Vale menatap kosong ke jendela mobil yang menampilkan jalan raya yang cukup ramai tapi tidak sampai membuat kemacetan. Ia teringat dengan kehidupannya didunia nyata. Padahal besoknya ia akan wisuda malah masuk dalam novel.
Bagaimana cara ia bisa kembali? Vale sangat merindukan keluarganya. Ia rindu dengan omelan bundanya dan nasi goreng ayahnya. Nasi goreng ayahnya itu lebih lezat sedunia.
Lalu kalau jiwanya disini, bagaimana dengan raganya? Apakah mati atau koma?
"Apa yang sedang kamu pikirkan, Hm?"
Vale menoleh menatap Max yang sedang mengelus kepalanya dan menatapnya lembut. Ia merasa jika perempuan yang menjadi pasangan Max nanti pasti sangatlah beruntung.
"Ada apa?"
"Bukan apa-apa. Siapapun cewek yang jadi pasangan lo nanti pasti akan merasa sangat beruntung."
"Beruntung?"
"Ya, beruntung. Karena lo tuh cowok yang baik, pintar, lembut dan tampan."
Max yang mendengar merasa sudut bibirnya berkedut, "Bagaimana jika kamu adalah cewek yang beruntung menjadi pasanganku?"
"Nggak lucu. Lo sama gue saudara. Terus lebih tua gue dan gue cuman anggep lo adik gue (Terlebih gue sebenernya udah lulus kuliah). Tapi tenang aja, gue bakal bantu lo dapetin cewek yang bakal bikin lo bahagia."
"Kita cuman saudara tiri dan hanya selisih tiga bulan."
"Sudahlah. Lo jangan mikir yang aneh-aneh. Sekarang lo cukup fokus buat masa depan lo. Lo harus lebih sukses dari Dady agar dady gak bisa lukai, siksa atau bahkan bunuh lo."
"Kamu berubah Ale."
"Semua orang pasti akan berubah menjadi yang lebih baik. Gue dan lo juga pasti begitu."
"Bukan itu yang aku maksud. Tapi kamu berubah seakan-akan jiwamu berganti menjadi jiwa orang lain."

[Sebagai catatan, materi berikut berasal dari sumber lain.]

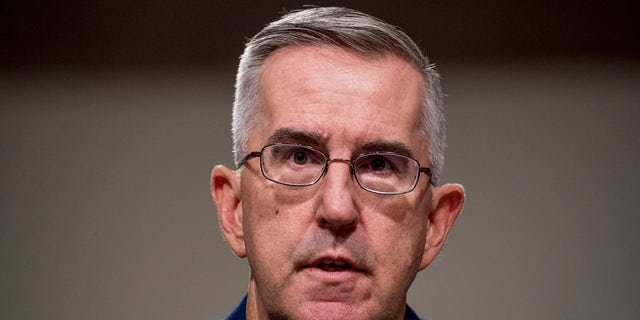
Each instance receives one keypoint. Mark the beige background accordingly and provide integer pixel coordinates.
(105, 210)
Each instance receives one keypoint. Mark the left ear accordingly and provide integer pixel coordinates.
(446, 204)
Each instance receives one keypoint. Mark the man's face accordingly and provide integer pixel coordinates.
(334, 250)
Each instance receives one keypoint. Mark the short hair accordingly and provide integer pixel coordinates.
(345, 28)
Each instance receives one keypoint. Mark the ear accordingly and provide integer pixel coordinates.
(225, 191)
(446, 205)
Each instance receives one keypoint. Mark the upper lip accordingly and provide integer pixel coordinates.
(337, 259)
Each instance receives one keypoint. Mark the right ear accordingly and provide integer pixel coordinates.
(225, 191)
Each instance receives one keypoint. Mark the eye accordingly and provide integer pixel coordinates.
(378, 164)
(300, 157)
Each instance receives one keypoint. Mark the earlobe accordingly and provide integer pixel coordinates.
(446, 206)
(225, 191)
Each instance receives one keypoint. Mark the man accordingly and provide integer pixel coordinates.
(338, 138)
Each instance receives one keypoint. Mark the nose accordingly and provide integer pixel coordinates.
(338, 211)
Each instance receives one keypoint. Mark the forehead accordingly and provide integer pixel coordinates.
(338, 95)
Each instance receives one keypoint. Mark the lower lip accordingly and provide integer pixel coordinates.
(332, 276)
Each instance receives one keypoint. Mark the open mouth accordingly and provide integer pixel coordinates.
(333, 265)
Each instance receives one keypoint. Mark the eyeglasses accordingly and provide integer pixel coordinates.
(299, 166)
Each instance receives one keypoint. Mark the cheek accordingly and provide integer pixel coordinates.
(399, 233)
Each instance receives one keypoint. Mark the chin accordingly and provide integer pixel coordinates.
(331, 310)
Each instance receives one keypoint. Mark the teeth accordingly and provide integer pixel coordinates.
(334, 262)
(333, 265)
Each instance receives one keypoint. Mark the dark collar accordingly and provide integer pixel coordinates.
(240, 312)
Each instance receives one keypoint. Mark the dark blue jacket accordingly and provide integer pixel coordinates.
(240, 312)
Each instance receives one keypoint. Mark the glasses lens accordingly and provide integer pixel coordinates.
(386, 173)
(292, 164)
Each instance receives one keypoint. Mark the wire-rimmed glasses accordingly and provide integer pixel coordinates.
(299, 166)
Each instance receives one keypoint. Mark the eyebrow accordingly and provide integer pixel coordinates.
(290, 135)
(317, 140)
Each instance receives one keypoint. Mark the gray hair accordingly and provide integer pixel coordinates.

DEG! Vale terkekeh dan mengalihkan pandangannya kembali ke jendela, "Mana ada hal gak masuk akal kayak gitu."
Max menatap Vale dengan penuh kecurigaan. Sementara Vale terus berdoa dalam hati agar Max tidak mengetahui apapun. Ia akan memberitahu tentang dirinya saat yang tepat, bukan sekarang.
"Nona Valeria dan Tuan Maxwell. Kita sudah sampai disekolah."
"Ah, ya. Terimakasih Pak Asep."ucap Vale yang langsung membuka pintunya dan akan keluar, "Max. Jangan terus diam saja. Lawanlah mereka yang ingin bully, lukai atau siksa lo."
Setelah mengatakan pesan itu pada Max, Vale segera pergi menjauh masuk ke dalam sekolah. Max agak terkekeh kecil melihat tingkah Vale yang seperti kucing kecil ketakutan.
"Pak Asep."
"Ya, Tuan Maxwell?"
"Nanti tidak perlu menjemput kami."
"Tapi Tuan besar--"
"Aku akan bilang padanya dan terimakasih."
📖📖📖
Vale menatap sekitarnya. Kali ini sedang jamkos. Banyak yang pergi ke kantin, bergosip, nge-game atau tidur dikelas. Sedangkan Vale mencoba mengingat ingatan Valeria asli.
"Dasar. Udah jahat, mana nggak punya temen sama sekali."gumam Vale. Pikirannya lalu menerawang pada adegan antara Leon, Evelyn dan Olivia. Kalau tidak salah sekarang pasti adalah adegan dimana Max disiksa oleh Vale di rooftop.
Lalu Evelyn datang ke rooftop karena ingin mencari udara segar setelah sedikit bertengkar dengan Leon yang cemburuan dan mendapati Max tidak sadarkan diri dengan tubuh mengenaskan babak belur.
Evelyn yang melihat Max pun panik dan segera meminta tolong orang lain untuk membantunya membawa Max ke UKS. Kemudian Evelyn mengobati Max dan sejak saat itu Max pun menjadi jatuh hati pada Evelyn.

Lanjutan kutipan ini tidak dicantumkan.